La présente étude s'attache à
décrypter l'organisation et le
fonctionnement de juridictions
situées au premier niveau de l'appareil
judiciaire. Longtemps dépeintes comme
inefficaces, incompétentes, partiales
et même âpres au gain, les justices
seigneuriales font l'objet, depuis
plusieurs années déjà, d'une révision historiographique qui montre au contraire
qu'elles peuvent être pleinement parties prenantes des régulations sociales,
attachées davantage à réconcilier qu'à sanctionner les plaideurs.
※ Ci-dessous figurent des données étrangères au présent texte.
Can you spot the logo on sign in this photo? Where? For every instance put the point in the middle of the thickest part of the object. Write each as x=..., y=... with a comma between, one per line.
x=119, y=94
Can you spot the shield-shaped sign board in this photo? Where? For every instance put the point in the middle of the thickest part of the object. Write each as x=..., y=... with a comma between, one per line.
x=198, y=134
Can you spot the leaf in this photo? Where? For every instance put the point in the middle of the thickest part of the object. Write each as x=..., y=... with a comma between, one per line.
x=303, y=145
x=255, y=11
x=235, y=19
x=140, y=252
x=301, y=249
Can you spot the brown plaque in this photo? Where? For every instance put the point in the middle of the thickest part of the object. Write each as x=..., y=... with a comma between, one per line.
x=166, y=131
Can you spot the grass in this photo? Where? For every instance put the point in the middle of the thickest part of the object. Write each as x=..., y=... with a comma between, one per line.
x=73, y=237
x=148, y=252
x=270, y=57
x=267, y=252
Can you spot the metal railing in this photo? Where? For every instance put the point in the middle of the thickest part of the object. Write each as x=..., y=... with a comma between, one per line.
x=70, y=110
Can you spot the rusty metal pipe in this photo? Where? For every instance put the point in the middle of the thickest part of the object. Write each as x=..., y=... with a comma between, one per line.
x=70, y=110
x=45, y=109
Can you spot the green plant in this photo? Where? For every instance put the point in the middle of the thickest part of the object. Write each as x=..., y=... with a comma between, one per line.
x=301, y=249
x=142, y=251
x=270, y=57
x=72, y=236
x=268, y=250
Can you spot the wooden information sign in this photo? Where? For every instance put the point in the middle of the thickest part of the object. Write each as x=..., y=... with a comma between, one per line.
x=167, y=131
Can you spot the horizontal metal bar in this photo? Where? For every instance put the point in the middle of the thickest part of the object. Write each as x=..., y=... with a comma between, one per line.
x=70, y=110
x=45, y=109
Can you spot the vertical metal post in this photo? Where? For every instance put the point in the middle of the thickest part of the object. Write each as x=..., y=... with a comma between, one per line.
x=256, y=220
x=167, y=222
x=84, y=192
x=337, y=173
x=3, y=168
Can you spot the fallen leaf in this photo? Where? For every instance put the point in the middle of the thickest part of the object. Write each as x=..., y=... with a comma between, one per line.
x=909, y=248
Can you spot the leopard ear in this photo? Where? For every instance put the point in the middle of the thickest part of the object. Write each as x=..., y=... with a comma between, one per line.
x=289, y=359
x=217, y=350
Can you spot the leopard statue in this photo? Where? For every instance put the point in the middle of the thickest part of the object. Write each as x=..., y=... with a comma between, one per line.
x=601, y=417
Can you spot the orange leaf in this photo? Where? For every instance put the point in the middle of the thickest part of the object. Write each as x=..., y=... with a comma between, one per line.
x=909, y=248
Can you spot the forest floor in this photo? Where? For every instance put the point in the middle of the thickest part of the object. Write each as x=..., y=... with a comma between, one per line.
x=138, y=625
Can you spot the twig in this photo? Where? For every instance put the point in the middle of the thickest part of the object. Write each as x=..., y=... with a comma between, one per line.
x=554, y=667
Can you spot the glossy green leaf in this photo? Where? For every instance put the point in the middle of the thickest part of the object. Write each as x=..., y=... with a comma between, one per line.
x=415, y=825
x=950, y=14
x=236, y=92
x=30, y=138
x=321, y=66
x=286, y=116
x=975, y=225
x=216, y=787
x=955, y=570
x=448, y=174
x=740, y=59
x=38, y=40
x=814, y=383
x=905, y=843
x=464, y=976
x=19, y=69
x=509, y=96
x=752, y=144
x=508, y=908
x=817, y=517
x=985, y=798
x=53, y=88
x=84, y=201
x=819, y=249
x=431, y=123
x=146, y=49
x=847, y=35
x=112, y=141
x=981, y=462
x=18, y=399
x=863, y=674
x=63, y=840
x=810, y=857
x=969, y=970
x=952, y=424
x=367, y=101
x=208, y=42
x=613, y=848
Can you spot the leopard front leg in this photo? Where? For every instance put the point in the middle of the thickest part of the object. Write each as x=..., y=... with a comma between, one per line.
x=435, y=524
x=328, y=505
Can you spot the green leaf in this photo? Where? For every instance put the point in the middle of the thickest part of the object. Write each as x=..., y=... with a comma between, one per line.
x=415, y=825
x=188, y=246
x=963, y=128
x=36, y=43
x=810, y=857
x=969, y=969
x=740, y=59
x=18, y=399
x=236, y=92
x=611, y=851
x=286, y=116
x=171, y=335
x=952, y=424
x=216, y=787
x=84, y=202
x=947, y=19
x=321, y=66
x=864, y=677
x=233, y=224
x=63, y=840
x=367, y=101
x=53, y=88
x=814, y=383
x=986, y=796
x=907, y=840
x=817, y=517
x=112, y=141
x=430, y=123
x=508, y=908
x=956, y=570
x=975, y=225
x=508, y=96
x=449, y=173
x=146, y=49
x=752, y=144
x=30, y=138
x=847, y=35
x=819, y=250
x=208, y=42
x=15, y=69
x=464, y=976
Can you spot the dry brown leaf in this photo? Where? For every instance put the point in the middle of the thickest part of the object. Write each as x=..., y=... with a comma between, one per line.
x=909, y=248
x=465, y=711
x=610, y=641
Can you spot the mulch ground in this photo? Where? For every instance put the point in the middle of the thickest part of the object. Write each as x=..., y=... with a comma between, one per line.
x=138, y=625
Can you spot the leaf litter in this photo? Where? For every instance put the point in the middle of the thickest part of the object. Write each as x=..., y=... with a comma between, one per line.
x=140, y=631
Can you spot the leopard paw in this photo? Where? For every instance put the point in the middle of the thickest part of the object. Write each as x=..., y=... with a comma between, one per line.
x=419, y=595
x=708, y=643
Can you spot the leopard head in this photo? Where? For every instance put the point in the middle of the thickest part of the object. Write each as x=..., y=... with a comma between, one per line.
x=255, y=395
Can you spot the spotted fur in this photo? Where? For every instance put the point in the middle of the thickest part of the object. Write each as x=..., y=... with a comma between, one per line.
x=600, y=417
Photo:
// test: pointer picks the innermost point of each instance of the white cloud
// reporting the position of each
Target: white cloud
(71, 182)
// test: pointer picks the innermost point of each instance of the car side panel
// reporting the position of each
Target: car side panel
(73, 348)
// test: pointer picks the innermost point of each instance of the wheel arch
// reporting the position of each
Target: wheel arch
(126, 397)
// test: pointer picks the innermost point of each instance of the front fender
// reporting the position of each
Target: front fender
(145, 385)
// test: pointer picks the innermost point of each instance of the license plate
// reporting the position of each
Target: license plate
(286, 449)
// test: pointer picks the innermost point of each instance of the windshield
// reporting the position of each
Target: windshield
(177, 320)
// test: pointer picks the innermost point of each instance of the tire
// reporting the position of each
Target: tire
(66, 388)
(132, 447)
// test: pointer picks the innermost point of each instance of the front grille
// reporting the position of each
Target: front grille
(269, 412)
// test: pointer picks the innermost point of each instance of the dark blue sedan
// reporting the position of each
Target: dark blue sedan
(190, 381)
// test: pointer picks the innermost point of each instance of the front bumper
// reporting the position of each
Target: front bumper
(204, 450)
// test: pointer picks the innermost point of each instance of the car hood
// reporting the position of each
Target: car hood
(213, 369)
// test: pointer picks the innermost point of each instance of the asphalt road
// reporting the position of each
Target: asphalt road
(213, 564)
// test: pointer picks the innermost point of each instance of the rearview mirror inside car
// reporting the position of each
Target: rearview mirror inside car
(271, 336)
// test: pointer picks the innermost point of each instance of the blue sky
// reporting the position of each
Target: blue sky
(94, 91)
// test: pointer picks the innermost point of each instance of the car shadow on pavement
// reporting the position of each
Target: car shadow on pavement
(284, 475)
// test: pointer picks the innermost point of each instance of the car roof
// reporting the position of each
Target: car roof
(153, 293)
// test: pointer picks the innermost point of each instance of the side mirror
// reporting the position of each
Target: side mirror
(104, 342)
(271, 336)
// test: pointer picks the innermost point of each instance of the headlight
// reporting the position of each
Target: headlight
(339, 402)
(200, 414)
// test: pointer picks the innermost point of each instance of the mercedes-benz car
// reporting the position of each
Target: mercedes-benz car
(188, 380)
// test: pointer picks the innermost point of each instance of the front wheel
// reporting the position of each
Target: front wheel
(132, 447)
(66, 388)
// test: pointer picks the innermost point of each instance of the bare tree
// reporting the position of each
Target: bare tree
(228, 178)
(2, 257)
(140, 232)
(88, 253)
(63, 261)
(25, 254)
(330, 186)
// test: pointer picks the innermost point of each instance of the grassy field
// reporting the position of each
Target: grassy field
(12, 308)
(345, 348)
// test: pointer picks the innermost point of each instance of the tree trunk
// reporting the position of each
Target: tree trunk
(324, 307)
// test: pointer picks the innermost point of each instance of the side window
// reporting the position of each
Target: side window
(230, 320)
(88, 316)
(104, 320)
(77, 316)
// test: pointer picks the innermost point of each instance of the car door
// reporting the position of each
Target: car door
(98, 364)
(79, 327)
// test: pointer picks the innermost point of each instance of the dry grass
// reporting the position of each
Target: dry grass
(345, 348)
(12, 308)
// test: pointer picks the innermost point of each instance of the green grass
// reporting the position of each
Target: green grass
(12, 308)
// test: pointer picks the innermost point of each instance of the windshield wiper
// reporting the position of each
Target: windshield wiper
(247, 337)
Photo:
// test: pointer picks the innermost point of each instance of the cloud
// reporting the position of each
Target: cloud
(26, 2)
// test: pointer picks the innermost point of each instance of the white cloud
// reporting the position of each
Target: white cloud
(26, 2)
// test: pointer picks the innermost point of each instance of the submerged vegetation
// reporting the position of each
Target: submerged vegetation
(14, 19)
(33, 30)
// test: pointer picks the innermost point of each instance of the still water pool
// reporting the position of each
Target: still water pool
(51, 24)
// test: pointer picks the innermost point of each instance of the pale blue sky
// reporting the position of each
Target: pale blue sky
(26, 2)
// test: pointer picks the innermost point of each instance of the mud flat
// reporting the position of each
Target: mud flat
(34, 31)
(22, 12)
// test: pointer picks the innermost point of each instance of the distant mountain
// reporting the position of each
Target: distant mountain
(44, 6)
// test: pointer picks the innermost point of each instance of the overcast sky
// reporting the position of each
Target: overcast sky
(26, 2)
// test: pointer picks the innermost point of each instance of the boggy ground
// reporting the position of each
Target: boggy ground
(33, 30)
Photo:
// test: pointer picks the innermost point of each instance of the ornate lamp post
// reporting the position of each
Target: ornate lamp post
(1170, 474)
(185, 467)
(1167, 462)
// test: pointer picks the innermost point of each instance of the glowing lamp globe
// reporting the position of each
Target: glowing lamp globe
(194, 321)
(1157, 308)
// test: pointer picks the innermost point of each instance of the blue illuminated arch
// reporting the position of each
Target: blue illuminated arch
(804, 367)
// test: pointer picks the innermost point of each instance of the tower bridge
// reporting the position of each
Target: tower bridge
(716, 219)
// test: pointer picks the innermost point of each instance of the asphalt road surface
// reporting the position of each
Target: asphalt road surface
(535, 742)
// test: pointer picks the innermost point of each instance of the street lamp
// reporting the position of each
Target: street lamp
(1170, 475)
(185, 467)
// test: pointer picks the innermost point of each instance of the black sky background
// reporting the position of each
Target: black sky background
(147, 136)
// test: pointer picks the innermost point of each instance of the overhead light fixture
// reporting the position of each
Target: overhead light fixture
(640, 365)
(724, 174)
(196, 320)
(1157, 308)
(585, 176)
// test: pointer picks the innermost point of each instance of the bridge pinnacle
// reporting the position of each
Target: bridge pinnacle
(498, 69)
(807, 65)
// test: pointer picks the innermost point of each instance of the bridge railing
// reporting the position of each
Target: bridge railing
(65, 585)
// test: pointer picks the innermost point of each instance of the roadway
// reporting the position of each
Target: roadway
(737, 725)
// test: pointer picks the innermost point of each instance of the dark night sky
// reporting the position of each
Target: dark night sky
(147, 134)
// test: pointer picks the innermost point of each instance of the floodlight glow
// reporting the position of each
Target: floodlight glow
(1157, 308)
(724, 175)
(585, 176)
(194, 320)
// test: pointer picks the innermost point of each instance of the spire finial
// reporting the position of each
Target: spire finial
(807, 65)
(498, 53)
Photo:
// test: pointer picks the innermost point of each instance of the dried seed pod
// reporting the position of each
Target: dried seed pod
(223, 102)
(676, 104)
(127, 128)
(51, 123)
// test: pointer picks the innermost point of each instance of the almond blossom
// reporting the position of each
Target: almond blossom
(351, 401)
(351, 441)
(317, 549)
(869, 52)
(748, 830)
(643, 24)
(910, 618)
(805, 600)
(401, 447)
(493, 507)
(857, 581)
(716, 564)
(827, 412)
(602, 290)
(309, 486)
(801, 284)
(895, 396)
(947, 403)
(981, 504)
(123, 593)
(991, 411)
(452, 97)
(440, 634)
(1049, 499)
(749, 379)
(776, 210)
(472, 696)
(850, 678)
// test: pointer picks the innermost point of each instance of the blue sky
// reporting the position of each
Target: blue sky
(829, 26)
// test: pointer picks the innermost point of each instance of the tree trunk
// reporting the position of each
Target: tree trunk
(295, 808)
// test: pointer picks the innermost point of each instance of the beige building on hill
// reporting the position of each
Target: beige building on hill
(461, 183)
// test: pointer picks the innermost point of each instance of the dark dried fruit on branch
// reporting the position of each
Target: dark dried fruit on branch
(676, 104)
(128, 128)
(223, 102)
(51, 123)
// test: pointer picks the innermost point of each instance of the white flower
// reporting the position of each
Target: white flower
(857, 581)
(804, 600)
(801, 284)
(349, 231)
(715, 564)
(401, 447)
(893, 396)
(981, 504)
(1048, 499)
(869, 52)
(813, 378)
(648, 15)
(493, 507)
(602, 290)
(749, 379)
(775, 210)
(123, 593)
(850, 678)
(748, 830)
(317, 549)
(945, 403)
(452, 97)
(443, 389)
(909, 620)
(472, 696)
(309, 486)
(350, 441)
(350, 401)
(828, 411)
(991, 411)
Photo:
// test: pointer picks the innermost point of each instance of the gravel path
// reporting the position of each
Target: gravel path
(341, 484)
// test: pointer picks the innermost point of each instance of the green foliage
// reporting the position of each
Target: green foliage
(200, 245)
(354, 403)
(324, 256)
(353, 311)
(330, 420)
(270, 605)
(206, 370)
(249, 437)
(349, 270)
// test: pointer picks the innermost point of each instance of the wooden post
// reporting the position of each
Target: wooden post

Fondée sur le
dépouillement exhaustif d'archives de la pratique judiciaire, l'étude tente une
approche à la fois quantitative et qualitative des registres audienciers d'affaires
judiciaires et d'amendes, tout en faisant une large place au droit coutumier
en vigueur dans ces deux provinces du royaume de France. Cette recherche
examine ainsi la manière dont l'audience s'organise, le personnel qu'elle
mobilise, mais également l'activité quotidienne des tribunaux seigneuriaux
à travers la procédure suivie, le type d'affaires jugées et les condamnations
prononcées ; le tout en essayant de dégager les «modèles» susceptibles d'avoir
influencé la conduite de l'exercice judiciaire dans cette région et à ce niveau
institutionnel. Au-delà de ces aspects strictement juridique et judiciaire, ce
travail tente enfin d'appréhender le profil des plaideurs, la manière dont ils
usent de la justice, et plus largement la place et le rôle assignés à cette dernière
vis-à-vis des justiciables et de l'autorité seigneuriale.